I'm writing this not as a "warning" to others, but more so of a reminder to myself, of my previous folly.
I used to judge parents/mothers. Not that I attacked them per se but since that is the topic close to heart these days, that's what I'm focusing on.
One of the memories of my "judgemental" views that came to mind recently was when my Burmese friend told me that shortly after the birth of her daughter, she chose to work at the Myanmar-Laos border (or something of the sort) because she needed to be away. She was not into the whole mummyhood thing and needed some distance.Of course I gasped, not realising the emotions she must have been experiencing.
Many years later as a mummy now I realise how she must have felt.
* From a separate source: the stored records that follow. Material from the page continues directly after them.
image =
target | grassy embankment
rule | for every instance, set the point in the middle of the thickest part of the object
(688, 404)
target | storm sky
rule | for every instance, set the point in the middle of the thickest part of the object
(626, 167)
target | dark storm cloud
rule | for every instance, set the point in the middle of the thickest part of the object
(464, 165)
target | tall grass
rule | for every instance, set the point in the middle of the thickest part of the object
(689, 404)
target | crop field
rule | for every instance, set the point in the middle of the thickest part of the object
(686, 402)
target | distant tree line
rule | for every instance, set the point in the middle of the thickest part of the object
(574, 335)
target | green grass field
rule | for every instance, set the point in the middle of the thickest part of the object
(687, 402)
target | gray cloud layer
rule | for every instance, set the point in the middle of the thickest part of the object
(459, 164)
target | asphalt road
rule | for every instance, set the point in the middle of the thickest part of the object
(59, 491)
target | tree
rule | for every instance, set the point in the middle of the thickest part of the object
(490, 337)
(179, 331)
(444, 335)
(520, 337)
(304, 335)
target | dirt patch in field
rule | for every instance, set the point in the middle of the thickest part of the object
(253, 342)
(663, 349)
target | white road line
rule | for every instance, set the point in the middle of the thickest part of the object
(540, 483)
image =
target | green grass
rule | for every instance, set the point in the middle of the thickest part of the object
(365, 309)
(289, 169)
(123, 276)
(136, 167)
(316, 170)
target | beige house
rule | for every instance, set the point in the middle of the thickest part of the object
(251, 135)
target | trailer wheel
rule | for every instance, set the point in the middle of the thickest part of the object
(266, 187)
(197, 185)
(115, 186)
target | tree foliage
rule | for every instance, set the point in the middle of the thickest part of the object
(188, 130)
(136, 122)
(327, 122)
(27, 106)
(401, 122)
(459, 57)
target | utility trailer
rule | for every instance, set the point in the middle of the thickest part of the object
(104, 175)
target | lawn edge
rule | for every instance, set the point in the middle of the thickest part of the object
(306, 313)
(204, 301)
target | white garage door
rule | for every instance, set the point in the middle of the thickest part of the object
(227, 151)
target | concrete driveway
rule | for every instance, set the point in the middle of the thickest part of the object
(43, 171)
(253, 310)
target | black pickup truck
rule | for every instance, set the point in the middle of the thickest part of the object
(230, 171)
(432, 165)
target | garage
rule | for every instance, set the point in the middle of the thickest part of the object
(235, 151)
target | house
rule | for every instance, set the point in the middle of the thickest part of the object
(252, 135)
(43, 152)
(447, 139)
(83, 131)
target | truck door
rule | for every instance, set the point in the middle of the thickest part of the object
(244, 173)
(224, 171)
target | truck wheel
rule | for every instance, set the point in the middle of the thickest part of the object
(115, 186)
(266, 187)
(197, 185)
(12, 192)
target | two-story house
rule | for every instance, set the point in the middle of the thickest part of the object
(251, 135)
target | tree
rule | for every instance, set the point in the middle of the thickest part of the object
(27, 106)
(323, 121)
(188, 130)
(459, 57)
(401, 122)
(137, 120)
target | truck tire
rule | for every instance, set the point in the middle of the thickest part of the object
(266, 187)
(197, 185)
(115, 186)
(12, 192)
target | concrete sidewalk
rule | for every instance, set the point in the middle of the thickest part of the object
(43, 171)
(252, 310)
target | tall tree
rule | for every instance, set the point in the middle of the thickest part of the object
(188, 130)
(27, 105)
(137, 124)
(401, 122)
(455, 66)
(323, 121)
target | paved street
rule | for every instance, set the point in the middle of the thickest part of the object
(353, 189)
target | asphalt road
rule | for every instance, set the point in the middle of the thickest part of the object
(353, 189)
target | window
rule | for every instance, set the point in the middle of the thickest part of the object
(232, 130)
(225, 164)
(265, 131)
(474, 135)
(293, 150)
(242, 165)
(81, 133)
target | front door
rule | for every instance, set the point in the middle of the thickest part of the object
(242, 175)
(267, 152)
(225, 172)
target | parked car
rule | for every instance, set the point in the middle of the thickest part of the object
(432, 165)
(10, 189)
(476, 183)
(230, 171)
No, she was not abandoning her child, she was doing what was best for her family.
I had always suspected that I wasn't going to be the stay-at-home mum, especially if I had still been in Sg. Nothing against SAHMs but I am the independent, go-getter person that needs to be not confined at home with a baby or not. Lately however, especially because of experiencing a less than welcoming work environment, coupled with the desire to watch my precious prince grow up, as well as fill the void I felt when (some) other mums used to be around with their children in my primary school days, I decided that being a SAHM would not be a bad idea afterall. And of course the environment here is very condusive for SAHMs, coupled with societal pressure and all.
And then comes the BUT...
But...my husband will not allow it. No, he is not some money grabbing man who wants to profit from his wife's earning. The total opposite is true - he wants H's mummy to be sane with exposure to the outside world. He knows that as much as Ibu enjoys looking after the lil one, she'll be at her wits' end bored by the third day at home, knowing that there's no work waiting for her in her inbox.
Unfortunately in my 3 months back here I have already faced a few comments of how I'm seemingly neglecting my child. 2 from people I'm not even close with. One said "Leave your job; it doesn't need you, but your son does."
Well, thank you very much for your advise, as if I didn't know that already. To these people, who probably have set ideas on how mummies should be at home 24/7, JUST BECAUSE I "STILL" WORK DOES NOT MEAN I LOVE MY BABY ANY LESS. So please, keep your gasps and uninvited comments to yourself. Thank you.